Even though his military career consumed four prime baseball years, Feller ranks 28th in history with 266 wins. He remains the Indians all-time leader in shutouts (46), strikeouts (2,581), innings (3,828) and All-Star appearances (8).
[Compiled from Wikipedia and Bob Feller's Official Site.]
SOURCE: “The World War II Memorial,” Author: Douglas Brinkley; Published: 2004:
I’m from a little town, Van Meter, in Iowa. I joined the Navy, went to Norfolk, went through boot camp, then went on to War College in Newport, Rhode Island. I was assigned to the battleship ALABAMA when it was commissioned in Hampton Roads. The ALABAMA was a beautiful ship. Our job was to protect the carriers. I was a Chief Petty Officer, and I was the gun captain on the 40 millimeter quad. These were hydroelectric guns. We called them “pom poms.” We typically fired when the distance to the target was about 4,000 yards. When you’re on the guns and enemy aircraft are coming at you, all you can do is short bombardment. It’s very, very noisy, and you can’t hear a thing. The only thing you cared about was that the plane splashed into the water before it got to your ship. We had great antiaircraft gunners on the ALABAMA. My boys on the guns would keep pouring the ammunition in and we’d keep pumping it out. We believed in what we were doing, we worked at it, and we were well prepared. We practiced at night, blindfolded. You practiced with your eyes closed. Everything became automatic. If something didn’t go wrong, nobody got killed.
The ALABAMA was the only ship in the Third Fleet that took to the Pacific that didn’t lose a man to enemy action. Our first time out, we headed to Kwajalein, and on to Eniwetok, and then the Carolinas. We went down and hit New Guinea, came back and took the Marianas, onto the Philippines, and then Japan.

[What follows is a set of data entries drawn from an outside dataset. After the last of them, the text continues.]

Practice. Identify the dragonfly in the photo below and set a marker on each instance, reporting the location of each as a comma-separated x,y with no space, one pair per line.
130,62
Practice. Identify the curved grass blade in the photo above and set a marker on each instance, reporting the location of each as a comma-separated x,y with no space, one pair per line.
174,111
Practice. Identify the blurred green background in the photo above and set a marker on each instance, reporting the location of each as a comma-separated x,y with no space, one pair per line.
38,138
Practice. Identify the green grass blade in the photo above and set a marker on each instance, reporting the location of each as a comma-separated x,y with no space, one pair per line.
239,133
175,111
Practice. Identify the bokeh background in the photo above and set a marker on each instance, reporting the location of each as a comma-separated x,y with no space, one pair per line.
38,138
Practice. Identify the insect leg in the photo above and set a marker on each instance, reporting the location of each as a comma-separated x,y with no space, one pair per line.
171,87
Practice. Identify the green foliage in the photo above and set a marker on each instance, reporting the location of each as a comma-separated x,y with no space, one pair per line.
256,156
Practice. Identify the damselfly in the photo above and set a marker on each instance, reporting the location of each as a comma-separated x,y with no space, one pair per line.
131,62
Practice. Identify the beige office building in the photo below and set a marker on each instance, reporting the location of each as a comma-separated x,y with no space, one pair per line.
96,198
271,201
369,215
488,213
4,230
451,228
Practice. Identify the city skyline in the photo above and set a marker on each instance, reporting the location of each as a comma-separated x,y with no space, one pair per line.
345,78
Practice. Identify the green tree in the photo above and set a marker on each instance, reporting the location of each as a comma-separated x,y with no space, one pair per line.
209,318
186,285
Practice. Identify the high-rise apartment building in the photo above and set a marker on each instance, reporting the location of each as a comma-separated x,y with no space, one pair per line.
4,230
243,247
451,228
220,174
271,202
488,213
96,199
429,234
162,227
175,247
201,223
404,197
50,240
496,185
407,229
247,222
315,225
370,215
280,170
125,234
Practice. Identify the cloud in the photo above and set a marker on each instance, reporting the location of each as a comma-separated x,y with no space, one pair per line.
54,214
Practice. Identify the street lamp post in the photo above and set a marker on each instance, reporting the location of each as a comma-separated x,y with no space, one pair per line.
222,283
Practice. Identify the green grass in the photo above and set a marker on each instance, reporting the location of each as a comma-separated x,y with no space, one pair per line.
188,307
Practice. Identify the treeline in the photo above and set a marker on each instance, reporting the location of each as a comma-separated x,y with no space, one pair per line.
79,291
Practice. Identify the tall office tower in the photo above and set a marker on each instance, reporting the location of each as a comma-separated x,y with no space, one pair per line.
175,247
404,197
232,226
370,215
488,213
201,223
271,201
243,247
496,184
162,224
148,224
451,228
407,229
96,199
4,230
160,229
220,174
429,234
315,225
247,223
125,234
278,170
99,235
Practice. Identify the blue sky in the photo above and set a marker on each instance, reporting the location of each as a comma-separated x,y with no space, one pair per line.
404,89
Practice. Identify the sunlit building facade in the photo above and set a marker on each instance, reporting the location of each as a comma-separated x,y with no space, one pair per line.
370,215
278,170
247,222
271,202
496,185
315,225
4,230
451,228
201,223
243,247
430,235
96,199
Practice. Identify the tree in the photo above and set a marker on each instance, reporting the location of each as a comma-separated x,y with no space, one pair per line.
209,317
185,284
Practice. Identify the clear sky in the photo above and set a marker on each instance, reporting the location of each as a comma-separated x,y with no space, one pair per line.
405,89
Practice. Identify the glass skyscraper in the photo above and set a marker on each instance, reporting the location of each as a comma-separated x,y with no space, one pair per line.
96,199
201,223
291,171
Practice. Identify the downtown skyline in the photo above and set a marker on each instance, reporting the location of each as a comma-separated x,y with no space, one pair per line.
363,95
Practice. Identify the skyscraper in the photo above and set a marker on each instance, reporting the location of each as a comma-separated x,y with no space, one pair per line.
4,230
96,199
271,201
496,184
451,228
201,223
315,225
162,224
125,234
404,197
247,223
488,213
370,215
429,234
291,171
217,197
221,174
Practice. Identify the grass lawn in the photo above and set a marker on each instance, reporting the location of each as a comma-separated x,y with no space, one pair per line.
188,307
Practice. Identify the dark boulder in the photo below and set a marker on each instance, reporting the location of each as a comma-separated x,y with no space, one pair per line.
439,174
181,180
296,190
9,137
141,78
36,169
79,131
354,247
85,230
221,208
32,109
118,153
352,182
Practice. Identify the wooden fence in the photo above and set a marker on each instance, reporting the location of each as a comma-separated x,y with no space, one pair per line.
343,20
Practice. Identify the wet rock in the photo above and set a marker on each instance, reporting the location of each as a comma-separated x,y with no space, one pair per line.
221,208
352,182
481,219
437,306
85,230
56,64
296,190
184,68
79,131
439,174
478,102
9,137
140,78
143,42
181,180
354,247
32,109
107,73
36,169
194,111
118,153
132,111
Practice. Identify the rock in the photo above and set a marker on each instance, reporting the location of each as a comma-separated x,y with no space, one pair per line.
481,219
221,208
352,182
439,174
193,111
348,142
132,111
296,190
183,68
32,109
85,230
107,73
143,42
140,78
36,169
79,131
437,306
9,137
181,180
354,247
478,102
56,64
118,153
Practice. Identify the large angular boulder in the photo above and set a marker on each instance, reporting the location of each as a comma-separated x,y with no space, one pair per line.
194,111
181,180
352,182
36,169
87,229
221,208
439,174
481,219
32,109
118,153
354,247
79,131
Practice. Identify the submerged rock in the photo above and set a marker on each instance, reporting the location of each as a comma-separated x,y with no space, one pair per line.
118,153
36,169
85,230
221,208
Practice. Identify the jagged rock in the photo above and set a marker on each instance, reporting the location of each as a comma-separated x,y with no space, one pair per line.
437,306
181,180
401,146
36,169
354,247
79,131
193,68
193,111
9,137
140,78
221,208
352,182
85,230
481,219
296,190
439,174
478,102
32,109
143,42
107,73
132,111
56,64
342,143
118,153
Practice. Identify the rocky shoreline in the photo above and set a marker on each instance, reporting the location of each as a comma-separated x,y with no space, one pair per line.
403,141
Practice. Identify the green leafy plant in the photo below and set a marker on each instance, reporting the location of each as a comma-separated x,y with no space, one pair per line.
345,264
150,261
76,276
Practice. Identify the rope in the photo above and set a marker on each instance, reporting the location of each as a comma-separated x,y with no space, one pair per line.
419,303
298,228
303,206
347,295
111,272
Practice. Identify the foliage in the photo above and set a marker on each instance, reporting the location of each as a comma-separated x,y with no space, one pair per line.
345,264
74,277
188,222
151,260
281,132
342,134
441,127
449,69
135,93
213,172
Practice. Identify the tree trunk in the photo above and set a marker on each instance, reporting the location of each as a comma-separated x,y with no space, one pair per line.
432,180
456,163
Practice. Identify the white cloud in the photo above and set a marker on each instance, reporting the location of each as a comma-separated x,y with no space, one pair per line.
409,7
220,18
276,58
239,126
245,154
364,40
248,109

One year we crossed the Equator 28 times in one year, down around the Carolinas, winning back all those islands in the Pacific. The Third Fleet was the most powerful naval armada in the history of the world. If you don’t believe me, just ask our opponents. They’ll let you know what they thought. In the Battle of the Philippine Sea we shot down over 470 Japanese aircraft. Their idea was to fly off their carriers and destroy the American Pacific fleet. They brought their fleet up from the San Bernardino Strait and the plan was to fly over us and hit us with their bombs, dive bombers, kamikazes—whatever—and then go and refuel and rearm over on Tinian or Saipan,. Well, our fighters sank several of the Japanese carriers so that the Japanese planes had no place to land when they got back. And the ones that did get back, why, they’d wipe them out on their runways. So that was the end of Japanese naval power.
I played catch aboard ship a lot, at sea and in port. We had our own baseball team. I got uniforms for ‘em. We’d play the battleship INDIANA or the MISSOURI or the IOWA. We had times over there on the beaches when the officers would come and we had some pretty good crowds. It provided some entertainment in the Navy. Being inducted into the Baseball Hall of Fame is a great honor. Being invited to the White House is a great honor. But to be able to serve the country under the great leadership we had in Franklin Roosevelt and Harry Truman, and with the people we had behind us, back on the farms and in the cities and in the factories, producing what we needed to win the war—that’s the greatest honor. I’m no hero. The heroes never return. We survivors, we returned. The heroes are still there in the Pacific and the beaches all over Europe.